CINCINNATI -- Kroger Co., which operates more than 800 convenience stores, said it would slash 1,500 jobs as its third-quarter earnings fell 33 percent due to the sluggish economy and one-time expenses. It forecast lower earnings than expected for the fourth quarter.
The job reduction affects mostly management and clerical jobs and is to be done over 12 months during 2002, the company said. The cutback amounts to less than 0.5 percent of the company's total work force of 312,000 people.
As part of the work force reduction, the company plans to merge one existing division into two adjacent marketing areas. That will add 75 to 100 jobs at Kroger's Cincinnati headquarters as merchandising and purchasing functions are centralized. Some employees affected by the cutback may be able to transfer within Kroger, while the others will receive severance benefits based on years of service.
Sales in the quarter rose 3.8 percent to $11.38 billion from $10.96 billion last year. Earnings for the quarter ended Nov. 10 totaled $133.1 million, down from $200.9 million. That included third-quarter expenses of $10 million for systems conversions, $110 million for store closings and related costs, and $81 million for energy contracts in California.
"We were not satisfied with Kroger's sales, which were softer than expected because of the weak economy and challenging competitive conditions in certain markets," said Joseph Pichler, Kroger chairman and CEO.

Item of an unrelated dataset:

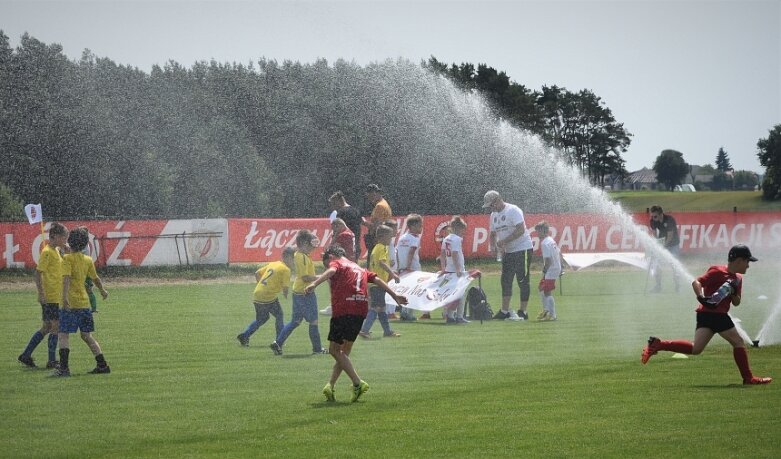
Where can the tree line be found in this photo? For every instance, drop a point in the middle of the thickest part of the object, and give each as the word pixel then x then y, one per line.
pixel 91 138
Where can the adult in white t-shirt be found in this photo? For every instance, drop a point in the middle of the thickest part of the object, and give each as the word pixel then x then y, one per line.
pixel 511 239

Pichler said the company continues to experience softer-than-expected sales in floral and general merchandise categories because of the recession. For the first nine months of its fiscal year, Kroger earned $692 million, up from $509 million a year ago. Nine-month revenue rose to $37.97 billion from $36.31 billion a year ago.
Kroger, whose convenience brands include Kwik Shop, Quik Stop, Tom Thumb and Mini-Mart, also operates 2,400 supermarkets and 177 supermarket fuel centers.